Actually Latour goes about his business so seriously, and digs so deep into this cultured ontology of the Moderns, that one cannot not value the book. It makes distinctions you never thought about, it really puts your mind to work, and thereby stimulates the brain like a complex musical composition. After reading you will be able to understand more complex relations. Therefore Modes of Existence is great. It is also funny in the sense of putting those who always observed others in the role of being observed. And it is crazy in its many original ideas like that of the imaginary anthropologist, or the diabolical figure of ‘Double Click’, who aims at promoting the epistemological idolatry of unmediated access to an object.

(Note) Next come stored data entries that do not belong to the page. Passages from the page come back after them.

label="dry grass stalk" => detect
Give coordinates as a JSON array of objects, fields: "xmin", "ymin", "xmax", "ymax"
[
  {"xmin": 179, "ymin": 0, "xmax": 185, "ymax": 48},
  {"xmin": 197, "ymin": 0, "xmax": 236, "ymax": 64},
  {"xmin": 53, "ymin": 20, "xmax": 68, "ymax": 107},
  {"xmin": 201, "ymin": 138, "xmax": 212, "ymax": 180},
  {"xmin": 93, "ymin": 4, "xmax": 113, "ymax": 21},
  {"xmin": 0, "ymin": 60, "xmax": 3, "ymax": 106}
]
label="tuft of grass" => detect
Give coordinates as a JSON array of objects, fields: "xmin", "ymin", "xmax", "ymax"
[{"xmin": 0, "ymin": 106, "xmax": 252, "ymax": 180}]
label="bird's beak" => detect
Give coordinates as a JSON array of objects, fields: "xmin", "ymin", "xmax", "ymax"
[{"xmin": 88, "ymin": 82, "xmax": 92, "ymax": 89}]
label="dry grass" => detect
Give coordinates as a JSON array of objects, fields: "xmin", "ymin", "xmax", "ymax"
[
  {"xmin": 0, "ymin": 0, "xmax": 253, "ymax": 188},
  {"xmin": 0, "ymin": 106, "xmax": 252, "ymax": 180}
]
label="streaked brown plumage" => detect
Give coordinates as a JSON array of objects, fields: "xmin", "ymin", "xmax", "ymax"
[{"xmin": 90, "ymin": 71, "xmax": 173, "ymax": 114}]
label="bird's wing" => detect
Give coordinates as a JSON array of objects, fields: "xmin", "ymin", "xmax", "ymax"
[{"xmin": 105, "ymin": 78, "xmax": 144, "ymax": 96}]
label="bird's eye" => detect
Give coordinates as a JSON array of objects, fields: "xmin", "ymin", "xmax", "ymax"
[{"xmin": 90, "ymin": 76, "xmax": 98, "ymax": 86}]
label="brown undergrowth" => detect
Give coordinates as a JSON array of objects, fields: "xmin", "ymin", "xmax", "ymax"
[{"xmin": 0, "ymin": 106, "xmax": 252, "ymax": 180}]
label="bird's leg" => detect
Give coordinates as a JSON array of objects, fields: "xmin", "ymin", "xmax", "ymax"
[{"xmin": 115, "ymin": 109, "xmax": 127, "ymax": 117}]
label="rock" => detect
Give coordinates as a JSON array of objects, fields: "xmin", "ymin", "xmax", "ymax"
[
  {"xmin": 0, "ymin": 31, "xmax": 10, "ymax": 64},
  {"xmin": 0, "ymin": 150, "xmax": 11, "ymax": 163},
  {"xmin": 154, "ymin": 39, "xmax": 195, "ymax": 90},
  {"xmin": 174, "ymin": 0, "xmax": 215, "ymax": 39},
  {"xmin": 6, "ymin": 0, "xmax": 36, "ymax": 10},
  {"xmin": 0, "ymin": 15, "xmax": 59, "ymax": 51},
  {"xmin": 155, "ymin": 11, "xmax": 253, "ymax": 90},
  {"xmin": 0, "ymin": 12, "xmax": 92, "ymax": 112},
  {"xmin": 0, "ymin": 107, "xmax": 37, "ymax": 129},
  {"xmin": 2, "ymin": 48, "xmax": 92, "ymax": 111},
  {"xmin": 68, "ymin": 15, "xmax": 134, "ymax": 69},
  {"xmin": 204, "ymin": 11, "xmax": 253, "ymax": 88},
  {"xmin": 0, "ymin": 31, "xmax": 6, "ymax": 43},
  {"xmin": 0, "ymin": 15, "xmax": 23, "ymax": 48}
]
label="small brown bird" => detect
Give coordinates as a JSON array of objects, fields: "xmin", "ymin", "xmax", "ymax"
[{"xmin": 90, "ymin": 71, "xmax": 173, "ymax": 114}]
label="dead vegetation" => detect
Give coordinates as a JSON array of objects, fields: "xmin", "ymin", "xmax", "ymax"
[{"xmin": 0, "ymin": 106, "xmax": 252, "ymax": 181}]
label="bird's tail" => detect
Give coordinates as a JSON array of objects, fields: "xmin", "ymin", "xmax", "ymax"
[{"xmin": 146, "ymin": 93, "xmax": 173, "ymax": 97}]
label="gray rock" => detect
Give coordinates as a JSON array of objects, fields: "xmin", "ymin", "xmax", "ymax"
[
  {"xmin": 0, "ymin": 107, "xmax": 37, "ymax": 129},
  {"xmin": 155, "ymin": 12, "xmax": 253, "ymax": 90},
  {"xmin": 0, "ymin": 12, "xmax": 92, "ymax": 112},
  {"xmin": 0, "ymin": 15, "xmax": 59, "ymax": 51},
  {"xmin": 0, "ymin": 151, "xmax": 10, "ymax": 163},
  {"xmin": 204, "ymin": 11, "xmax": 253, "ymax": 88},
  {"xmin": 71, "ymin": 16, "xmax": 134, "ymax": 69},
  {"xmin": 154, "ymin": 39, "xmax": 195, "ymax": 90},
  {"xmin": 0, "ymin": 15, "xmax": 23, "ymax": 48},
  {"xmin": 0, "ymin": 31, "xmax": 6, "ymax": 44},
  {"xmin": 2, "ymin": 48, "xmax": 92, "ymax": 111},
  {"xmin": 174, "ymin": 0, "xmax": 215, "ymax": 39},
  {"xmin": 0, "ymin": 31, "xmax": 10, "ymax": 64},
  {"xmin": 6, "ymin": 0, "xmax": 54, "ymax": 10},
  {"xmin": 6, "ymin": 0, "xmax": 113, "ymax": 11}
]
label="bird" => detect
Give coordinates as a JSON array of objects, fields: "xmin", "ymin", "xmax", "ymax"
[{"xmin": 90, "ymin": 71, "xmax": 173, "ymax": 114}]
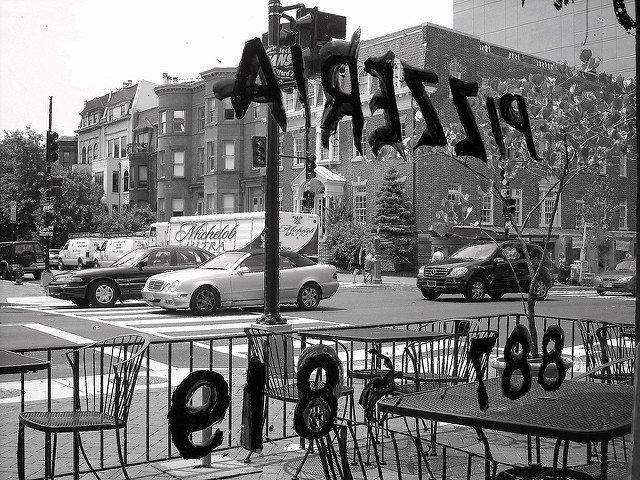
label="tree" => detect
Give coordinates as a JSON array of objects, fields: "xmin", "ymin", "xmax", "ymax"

Still, my old troubles with Latour’s project hold true. He doesn’t investigate the conditions of the negotiations he is aiming at. He doesn’t look into his own belief in the power of metaphysics – although it has become a pragmatist, speech acts kind of metaphysics. He has criticized so called postmodern thinkers for being ‘just critical’ and not doing real work to negotiate a different world. I have always thought that criticism to be unfair, for it is too early to know whether we are already ready to negotiate. Whether ‘we’ moderns are allowed to participate in the negotiation at all, and on what conditions. The real question lies hidden behind the seemingly accidental replacement, by Latour, of ‘the Moderns’ by ‘the Whites’, at the end of the book. Moderns, Westerners, Whites, Colonizers… Has the world been decolonized already? Has the reign of white mythology (made fun of by Latour in the figure of Double Click) already come to an end? Can we do anthropology at all? Should we not first accept the problems that the idea of anthropos has created? What to do with an analysis like the following: ‘To destroy the colonial world means nothing less than demolishing the colonist’s sector, burying it deep within the earth or banishing it from the territory.’ If that is true, what is there for ‘the Moderns’ to negotiate? The ‘warfront’ of modernity, as Latour calls it, then will not disappear but by the final defeat of the moderns. not by telling them that they were never really modern.

 

The citation in the final section is from The Wretched of the Earth by Frantz Fanon

White Mythology is a paper by Jacques Derrida, discussed here.

Placide Tempels was a Franciscan missionary living in the former Belgian Congo, and his work on the ontology of Bantu’s led to so many discussions about ‘African philosophy’.

Modes of Existence was published in 2013. My review (which is not a longer version of this piece, but a separate article) of it will appear in ESSSAT News and Reviews.